Niyi Ojuolape (born Edward Adeniyi Ojuolape) is a Nigerian diplomat, international development consultant and the United Nations Population Fund’s UNFPA Country Representative to Somalia. He served as UNFPA’s envoy to Ghana between July 2017 and May 2022.

==Early life and education==
Ojuolape was born in Akure, Ondo State, Nigeria. His father, Justice Edward Ojuolape, is a retired High Court judge of the Federal Republic of Nigeria. Ojuolape holds a Master of Science degree in finance from the University of Calabar and a banking and finance degree from Ondo State University in Nigeria. Ojuolape also holds a master's degree from Bocconi University Italy in the Management of International Organizations and was named the valedictorian of the 2019 class.

==Early career==
Ojuolape held the position of chief programme officer of donor coordination for the National Agency for the Control of AIDS (NACA) in Nigeria, where he coordinated the communications, donor activities and the development of resource mobilisation strategies that led to an increase of $150 million in funding for the agency's portfolio over a five-year period. He has also worked as the special assistant to the Minister of Health in Nigeria – Late Babatunde Osotimehin. He played an integral role in the success of the Ministry of Health's supervision of approximately 4000 staff members and a budget of about $1.2 billion. He also worked on several World Bank funded projects between 2002 and 2005.

==United Nations Population Fund==
Ojuolape was appointed as the UNFPA resident representative in Somalia in May 2022 following an almost five years tenure as country representative of the UNFPA in Ghana. Niyi resumed in the same capacity in the organization’s country office in Somalia. His credentials were officially received by Acting Foreign Minister and State Minister for Foreign Affairs and International Cooperation Balal Mohamed Osman on 20 June 2022, marking the start of his tenure in Somalia.

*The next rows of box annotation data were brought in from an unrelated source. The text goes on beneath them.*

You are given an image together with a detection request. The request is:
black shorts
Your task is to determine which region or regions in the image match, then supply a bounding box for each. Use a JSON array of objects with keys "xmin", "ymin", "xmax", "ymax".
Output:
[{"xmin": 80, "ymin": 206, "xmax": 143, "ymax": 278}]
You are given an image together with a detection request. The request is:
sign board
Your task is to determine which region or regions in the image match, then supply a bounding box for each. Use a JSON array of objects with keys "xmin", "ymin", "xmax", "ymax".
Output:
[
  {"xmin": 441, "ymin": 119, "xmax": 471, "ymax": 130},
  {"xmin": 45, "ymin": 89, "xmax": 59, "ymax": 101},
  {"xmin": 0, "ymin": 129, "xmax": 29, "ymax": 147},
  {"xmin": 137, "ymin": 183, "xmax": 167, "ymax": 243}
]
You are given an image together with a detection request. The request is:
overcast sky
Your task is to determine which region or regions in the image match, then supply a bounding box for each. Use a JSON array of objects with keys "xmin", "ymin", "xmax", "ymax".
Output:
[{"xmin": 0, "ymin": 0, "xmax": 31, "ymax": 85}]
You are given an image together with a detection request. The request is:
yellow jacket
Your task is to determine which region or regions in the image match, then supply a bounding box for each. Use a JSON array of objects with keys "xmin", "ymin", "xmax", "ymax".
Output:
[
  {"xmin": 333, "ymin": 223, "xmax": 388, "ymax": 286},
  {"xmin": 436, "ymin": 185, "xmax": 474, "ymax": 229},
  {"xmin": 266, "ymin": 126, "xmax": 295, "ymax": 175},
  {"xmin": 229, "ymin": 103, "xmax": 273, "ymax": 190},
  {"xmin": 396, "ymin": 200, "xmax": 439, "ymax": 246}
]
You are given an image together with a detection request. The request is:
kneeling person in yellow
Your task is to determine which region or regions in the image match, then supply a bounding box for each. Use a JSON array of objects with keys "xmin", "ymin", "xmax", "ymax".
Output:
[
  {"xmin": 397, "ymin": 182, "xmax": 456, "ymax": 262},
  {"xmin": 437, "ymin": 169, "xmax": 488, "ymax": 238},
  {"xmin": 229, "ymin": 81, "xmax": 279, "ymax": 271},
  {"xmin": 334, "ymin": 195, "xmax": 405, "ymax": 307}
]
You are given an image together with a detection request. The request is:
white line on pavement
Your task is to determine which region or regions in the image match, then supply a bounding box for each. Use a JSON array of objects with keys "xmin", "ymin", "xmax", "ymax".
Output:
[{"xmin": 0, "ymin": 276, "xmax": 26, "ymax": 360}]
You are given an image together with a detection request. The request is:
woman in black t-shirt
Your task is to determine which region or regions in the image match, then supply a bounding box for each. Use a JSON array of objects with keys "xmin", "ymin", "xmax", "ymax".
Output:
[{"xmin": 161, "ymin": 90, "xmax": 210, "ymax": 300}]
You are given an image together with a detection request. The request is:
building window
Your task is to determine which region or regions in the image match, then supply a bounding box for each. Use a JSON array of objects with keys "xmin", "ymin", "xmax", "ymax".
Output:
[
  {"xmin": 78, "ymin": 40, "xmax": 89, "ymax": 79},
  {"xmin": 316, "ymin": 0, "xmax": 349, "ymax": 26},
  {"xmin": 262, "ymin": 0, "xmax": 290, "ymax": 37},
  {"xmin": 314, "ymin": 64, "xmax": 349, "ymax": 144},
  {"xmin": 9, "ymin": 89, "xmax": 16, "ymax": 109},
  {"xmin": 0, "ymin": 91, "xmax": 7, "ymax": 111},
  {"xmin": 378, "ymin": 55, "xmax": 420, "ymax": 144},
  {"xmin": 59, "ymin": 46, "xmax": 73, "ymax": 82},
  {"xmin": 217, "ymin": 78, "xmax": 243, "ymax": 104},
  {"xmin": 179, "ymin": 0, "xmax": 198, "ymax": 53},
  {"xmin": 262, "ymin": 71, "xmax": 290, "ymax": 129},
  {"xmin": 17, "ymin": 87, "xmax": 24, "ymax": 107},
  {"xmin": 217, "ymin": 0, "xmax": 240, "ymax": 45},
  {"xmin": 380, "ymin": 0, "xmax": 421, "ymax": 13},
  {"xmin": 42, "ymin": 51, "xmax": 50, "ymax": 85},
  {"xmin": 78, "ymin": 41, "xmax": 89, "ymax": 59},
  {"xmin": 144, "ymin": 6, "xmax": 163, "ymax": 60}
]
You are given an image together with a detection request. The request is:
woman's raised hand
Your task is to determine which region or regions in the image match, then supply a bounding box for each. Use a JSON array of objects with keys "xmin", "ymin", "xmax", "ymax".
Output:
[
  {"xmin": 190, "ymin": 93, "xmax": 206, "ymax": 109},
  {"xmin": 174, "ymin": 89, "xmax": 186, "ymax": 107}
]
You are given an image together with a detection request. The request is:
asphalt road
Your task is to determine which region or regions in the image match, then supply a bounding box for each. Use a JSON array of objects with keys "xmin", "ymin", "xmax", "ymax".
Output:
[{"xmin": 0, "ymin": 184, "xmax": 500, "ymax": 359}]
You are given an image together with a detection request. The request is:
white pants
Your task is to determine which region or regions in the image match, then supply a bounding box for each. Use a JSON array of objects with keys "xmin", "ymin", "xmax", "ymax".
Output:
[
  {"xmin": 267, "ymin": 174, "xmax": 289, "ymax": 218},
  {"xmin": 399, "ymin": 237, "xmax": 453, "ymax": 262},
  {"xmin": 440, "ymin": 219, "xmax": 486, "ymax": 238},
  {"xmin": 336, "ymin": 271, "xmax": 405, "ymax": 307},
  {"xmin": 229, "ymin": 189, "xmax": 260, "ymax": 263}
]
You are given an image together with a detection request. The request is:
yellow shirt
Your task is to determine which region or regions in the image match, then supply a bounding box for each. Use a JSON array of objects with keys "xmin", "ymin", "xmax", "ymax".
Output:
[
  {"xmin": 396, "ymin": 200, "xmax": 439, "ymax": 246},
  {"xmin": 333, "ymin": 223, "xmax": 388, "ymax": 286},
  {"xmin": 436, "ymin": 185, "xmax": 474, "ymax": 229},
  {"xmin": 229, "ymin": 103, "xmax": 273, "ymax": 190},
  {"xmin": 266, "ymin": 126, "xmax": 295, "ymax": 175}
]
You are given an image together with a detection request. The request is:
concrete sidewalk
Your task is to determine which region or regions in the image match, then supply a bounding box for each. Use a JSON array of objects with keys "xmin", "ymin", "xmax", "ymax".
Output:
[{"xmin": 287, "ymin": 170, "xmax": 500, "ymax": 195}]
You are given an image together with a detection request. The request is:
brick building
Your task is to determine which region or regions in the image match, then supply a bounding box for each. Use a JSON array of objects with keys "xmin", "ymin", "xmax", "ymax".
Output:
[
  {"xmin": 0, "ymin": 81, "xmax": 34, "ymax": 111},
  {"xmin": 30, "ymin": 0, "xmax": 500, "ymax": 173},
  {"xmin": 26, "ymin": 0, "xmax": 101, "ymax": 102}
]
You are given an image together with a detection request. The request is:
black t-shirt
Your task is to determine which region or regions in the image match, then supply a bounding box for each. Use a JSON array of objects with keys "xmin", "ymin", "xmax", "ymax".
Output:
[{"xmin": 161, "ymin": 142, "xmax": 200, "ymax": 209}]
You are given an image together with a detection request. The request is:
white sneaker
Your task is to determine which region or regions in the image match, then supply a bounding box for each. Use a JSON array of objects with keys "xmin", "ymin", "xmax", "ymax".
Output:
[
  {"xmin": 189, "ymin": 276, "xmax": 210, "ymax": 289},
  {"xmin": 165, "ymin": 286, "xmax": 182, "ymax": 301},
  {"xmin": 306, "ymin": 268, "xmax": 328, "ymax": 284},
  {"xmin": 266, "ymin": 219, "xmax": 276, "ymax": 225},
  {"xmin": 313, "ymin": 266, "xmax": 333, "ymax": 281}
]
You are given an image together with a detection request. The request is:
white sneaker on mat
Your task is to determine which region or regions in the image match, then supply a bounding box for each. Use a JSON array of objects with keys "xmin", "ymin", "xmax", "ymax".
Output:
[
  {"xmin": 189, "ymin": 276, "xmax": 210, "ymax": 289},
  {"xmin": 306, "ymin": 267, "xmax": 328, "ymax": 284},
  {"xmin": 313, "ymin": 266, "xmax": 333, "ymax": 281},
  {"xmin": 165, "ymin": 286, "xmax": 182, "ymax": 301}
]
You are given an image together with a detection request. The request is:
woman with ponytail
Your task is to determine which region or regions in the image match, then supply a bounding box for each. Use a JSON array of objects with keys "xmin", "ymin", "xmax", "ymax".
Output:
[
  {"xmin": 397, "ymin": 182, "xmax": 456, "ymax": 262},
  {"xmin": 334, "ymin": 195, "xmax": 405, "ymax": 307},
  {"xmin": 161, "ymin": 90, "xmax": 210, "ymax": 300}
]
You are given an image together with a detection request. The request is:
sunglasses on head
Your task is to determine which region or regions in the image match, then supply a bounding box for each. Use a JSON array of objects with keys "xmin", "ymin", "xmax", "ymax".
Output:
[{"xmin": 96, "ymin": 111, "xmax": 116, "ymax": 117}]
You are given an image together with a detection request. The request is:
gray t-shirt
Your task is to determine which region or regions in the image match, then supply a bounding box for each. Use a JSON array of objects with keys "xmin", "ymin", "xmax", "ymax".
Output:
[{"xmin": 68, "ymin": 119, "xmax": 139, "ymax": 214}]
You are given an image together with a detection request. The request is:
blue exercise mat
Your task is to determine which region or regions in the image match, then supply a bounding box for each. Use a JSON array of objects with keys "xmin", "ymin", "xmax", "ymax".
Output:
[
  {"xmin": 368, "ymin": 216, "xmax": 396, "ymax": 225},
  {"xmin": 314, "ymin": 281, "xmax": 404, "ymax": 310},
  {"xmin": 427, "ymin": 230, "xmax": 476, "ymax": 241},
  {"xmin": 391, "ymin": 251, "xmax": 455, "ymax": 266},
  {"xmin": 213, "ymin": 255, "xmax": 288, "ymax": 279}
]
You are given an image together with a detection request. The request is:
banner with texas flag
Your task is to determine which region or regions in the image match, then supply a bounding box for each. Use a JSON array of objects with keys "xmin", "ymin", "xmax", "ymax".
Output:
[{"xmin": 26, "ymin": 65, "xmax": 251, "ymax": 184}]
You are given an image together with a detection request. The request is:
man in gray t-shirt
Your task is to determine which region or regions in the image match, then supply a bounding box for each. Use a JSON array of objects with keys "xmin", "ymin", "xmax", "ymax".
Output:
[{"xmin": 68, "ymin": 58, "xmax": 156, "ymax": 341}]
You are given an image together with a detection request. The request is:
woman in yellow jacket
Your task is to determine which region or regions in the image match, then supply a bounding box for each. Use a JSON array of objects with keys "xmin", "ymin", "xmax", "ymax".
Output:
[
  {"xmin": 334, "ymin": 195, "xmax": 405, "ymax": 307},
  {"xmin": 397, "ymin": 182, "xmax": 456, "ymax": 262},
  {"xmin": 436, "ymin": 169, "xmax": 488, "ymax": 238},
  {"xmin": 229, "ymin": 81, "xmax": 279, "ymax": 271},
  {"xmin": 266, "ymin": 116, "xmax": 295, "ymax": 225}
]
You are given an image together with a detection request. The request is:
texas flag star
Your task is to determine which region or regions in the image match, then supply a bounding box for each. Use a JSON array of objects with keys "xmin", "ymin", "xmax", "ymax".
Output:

He has mainstreamed youth issues, zero gender-based violence, and comprehensive sexuality education (CSE), as core strands of the organisation.

Prior to this role, he served as the country representative for UNFPA Ghana, he served as UNFPA's Chief of Staff at the Headquarters in New York and before that, as the Special Assistant to the Executive Director, Babatunde Osotimehin. He also served as the Deputy Representative of UNFPA in the Democratic Republic of Congo, liaising with political influencers within government, colleagues and Development Partners for the initiation of the landmark advocacy on Demographic Dividend.

As the UNFPA Country Representative in Ghana, he initiated several youth-centric and gender-inclusive programmes. Of note is the Youth Leaders (YoLe) Fellowship Programme which is partly implemented by Impact Hub Accra. The programme selects 16 graduates from Ghanaian tertiary institutions annually following rigorous screening, to intern at the UNFPA Ghana country office where they develop several skills ranging from: innovation, youth and gender advocacy and community development. Consequent on this, he led the completion of a youth innovation hub named ‘The Orange Loft’, and which was commissioned in June 2019 by Natalia Kanem, Executive Director of United Nations Population Fund.

Ojuolape is a member of the Advisory Board of the Coalition of People against Sexual and Gender Based Violence and Harmful Practices (CoPASH), a joint initiative of the Second Lady of the Republic of Ghana, Samira Bawumia and UNFPA Ghana. He has leveraged on the relevant public institutions like the Domestic Violence and Victims Support Unit (DOVVSU) and faith-based organisations to increase awareness about GBV in Ghana and build capacity for improved response.